Majolica Mania

Last week, I visited the exhibition Majolica Mania: Transatlantic Pottery in England and the United States, 1850–1915 at the museum of my alma mater, the Bard Graduate Center. Although my taste is minimalist, tending toward modernism and craftsmanship, from the moment I started my studies in the history of decorative arts, I fell in love with the maximalist, industrially produced Majolica. I am not referring to what you’ll find in today’s museums—the Italian Renaissance tin-glazed pottery collected by the Italian nobility, which reached its artistic height in the 16th century. I refer instead to the highly decorative, whimsical, and vibrant Victorian-molded earthenware, named after the Italian precedent. Serving pieces, tableware, sculptures, and garden furniture, were all utilized by millions in England and the US until WWII. Majolica was perceived by Victorians as an expression of the triumph of industrialization and the new technology it engendered, a testimony to the power of the industrial revolution to transform the taste of the growing middle class, providing them the opportunity to live in high style.
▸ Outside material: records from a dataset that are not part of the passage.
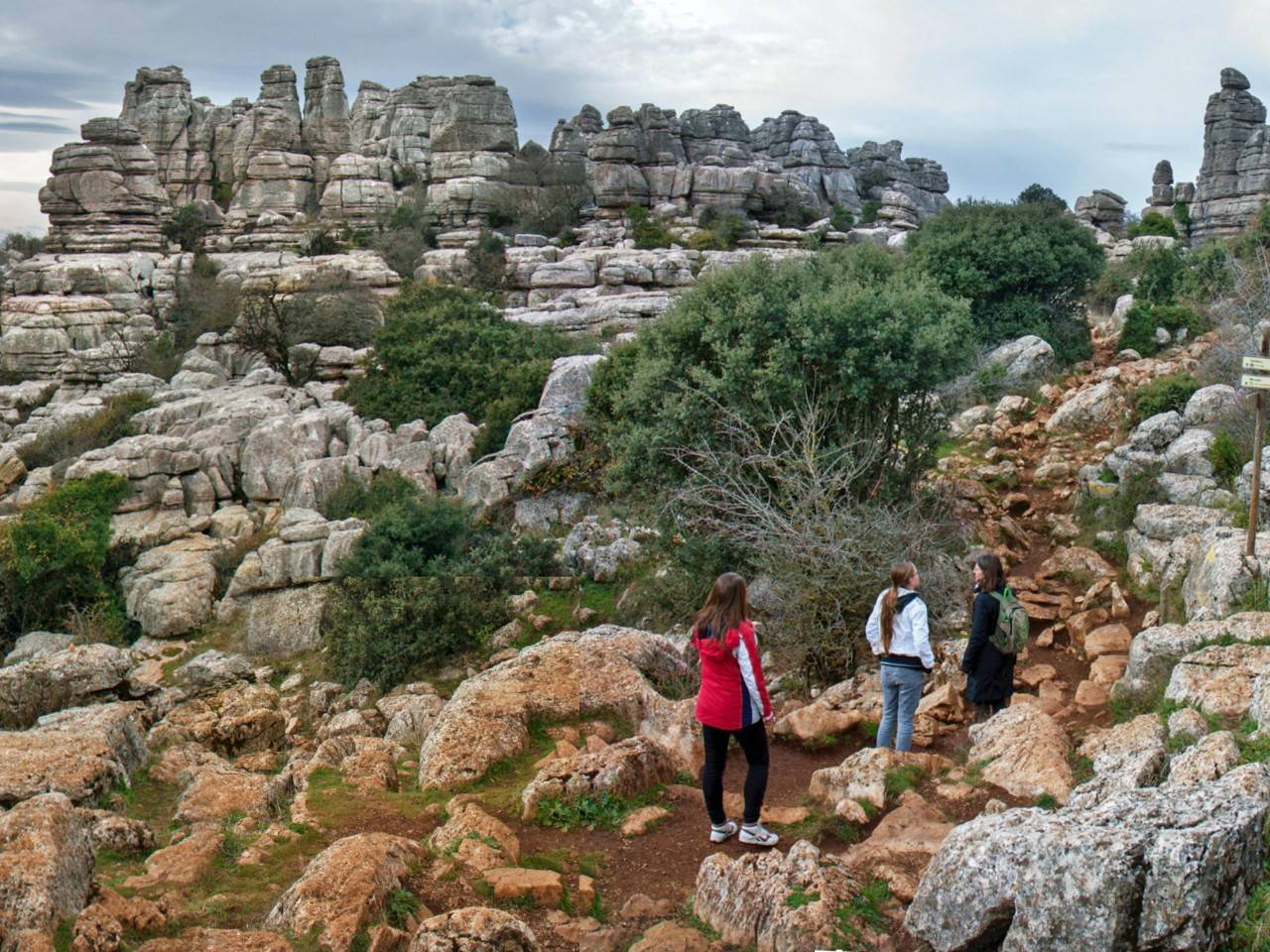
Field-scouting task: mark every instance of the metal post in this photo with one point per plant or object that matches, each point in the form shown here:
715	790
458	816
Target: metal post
1254	516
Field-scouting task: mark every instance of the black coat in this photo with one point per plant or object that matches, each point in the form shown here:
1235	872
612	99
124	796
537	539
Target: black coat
989	673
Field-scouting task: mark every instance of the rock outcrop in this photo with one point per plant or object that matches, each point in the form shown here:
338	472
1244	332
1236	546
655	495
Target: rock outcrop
1171	870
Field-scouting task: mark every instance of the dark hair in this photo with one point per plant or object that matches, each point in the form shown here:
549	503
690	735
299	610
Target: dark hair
993	575
725	608
901	572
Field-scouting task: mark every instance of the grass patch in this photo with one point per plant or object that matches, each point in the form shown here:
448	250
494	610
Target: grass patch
903	778
820	826
862	910
601	811
798	898
402	906
554	860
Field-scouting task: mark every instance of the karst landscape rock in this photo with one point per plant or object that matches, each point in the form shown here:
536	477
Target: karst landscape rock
202	757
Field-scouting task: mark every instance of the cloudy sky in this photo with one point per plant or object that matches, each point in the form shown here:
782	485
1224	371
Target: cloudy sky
1076	95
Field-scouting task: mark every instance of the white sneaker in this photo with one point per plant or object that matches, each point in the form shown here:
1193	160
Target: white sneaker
717	834
757	835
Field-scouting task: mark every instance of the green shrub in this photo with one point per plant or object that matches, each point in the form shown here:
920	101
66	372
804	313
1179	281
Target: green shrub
354	498
1023	267
841	218
1109	287
444	350
187	227
1043	195
849	325
488	262
407	234
320	241
423	585
108	424
54	553
1160	272
1143	318
1165	394
647	230
400	907
1153	223
1227	456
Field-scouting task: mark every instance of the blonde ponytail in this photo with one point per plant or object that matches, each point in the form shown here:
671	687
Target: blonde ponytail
901	572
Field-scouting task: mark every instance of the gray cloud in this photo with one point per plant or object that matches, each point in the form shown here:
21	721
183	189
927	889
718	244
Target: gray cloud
28	126
1001	93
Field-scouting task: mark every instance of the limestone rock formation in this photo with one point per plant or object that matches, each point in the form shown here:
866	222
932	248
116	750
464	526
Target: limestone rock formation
747	898
104	193
46	866
1171	870
345	888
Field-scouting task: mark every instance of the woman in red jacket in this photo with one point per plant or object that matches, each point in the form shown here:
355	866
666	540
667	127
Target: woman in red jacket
733	703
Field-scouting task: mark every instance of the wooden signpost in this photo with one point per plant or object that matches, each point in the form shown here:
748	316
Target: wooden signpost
1260	384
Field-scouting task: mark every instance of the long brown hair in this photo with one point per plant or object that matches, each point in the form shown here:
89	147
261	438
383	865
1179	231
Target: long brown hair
725	608
992	571
901	572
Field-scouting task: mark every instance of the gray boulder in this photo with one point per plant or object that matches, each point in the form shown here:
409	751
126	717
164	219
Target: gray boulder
1166	870
1025	361
55	680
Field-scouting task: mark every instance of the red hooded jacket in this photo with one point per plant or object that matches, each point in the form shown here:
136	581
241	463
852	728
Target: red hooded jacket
733	692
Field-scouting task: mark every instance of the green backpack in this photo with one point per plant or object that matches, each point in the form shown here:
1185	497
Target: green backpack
1010	636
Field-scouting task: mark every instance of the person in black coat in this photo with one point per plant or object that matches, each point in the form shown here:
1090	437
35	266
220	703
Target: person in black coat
989	673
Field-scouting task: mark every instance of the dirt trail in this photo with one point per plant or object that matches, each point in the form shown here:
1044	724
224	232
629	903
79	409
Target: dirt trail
663	864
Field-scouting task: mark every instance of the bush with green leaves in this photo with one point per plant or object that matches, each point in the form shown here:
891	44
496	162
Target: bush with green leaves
841	218
849	325
647	230
407	234
187	227
486	259
1110	286
55	555
444	350
1142	320
1160	275
1153	223
425	584
1165	394
721	230
1039	194
1227	456
71	439
1024	270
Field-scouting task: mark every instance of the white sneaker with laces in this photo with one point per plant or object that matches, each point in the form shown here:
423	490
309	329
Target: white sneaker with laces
717	834
757	835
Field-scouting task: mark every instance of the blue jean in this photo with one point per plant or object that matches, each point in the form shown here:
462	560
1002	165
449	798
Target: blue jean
901	692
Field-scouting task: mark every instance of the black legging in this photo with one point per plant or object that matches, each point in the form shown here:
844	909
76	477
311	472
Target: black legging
753	743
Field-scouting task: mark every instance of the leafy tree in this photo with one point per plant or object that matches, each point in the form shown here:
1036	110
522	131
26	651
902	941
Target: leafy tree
54	553
1039	194
272	322
444	350
187	227
1021	267
847	326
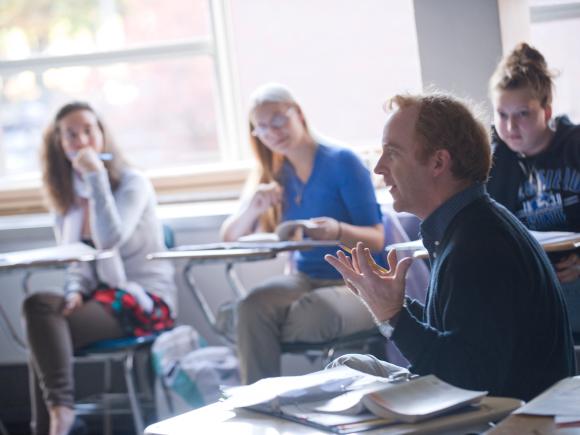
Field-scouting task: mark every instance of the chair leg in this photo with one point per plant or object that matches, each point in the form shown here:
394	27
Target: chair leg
107	423
3	429
132	391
When I attended the master program in the history of decorative arts in the early 90s, the study of 19th-century material culture was at its height, and Majolica was enjoying a revival. Some companies produced majolica-style dinnerware which was used in many American and British households. But in the past twenty years, with the exception of antique shows and one serious association of collectors devoted to the form, Majolica has been completely disregarded. The taste for mid-century modern and the desire for pared-down homes has pushed the exuberant glazed ware to the attic, where it quickly became associated with Victorian kitsch. I was therefore thrilled to hear that the Bard Graduate Center had opened an ambitious exhibition—the largest in its history—devoted to Majolica, accompanied by a three-volume catalogue, illuminating an entire culture that has disappeared from the world: the interiors, as well as the dinner and garden culture.  

The secret to loving majolica rests with the display. It is only when you see it in quantities, in its many varieties, when you see in front of your eyes shelves filled with colorful teapots, dishes, jugs, that you can really get a full sense of its grand allure. And this is exactly what this exhibition does. It presents Majolica in overwhelming quantities, and not only as a metaphor to its mass production. The show presents the numerous aspects related to majolica—the makers, the collectors, the full scope of its forms and patterns, demonstration of the techniques and production, and the consumer culture that enabled Majolica’s existence, bringing to life the lifestyle of 19th-century middle class and Victorian domestic culture.

At the center of the show, the renowned English firm, Minton & Co, can be credited with inventing Majolica and which was in business well into the 1990s. But when England opened the Great Exhibition of 1851—the first World’s Fair, showcasing the achievement of the industrial revolution—it was Minton which exhibited the polychrome majolica for the first time.

The private tour I attended was led by the two curators of the show, Laura Microulis and Earl Martin, who told us about the research behind this exhibit. I was surprised to learn that many of the pieces included were, in fact, purchased for the show and for the museum’s study collection. Eccentric Victorian Majolica with its vibrant, colorful, bold, and glossy appearance, provides a refreshing way to experience design. All images courtesy The Bard Graduate Center.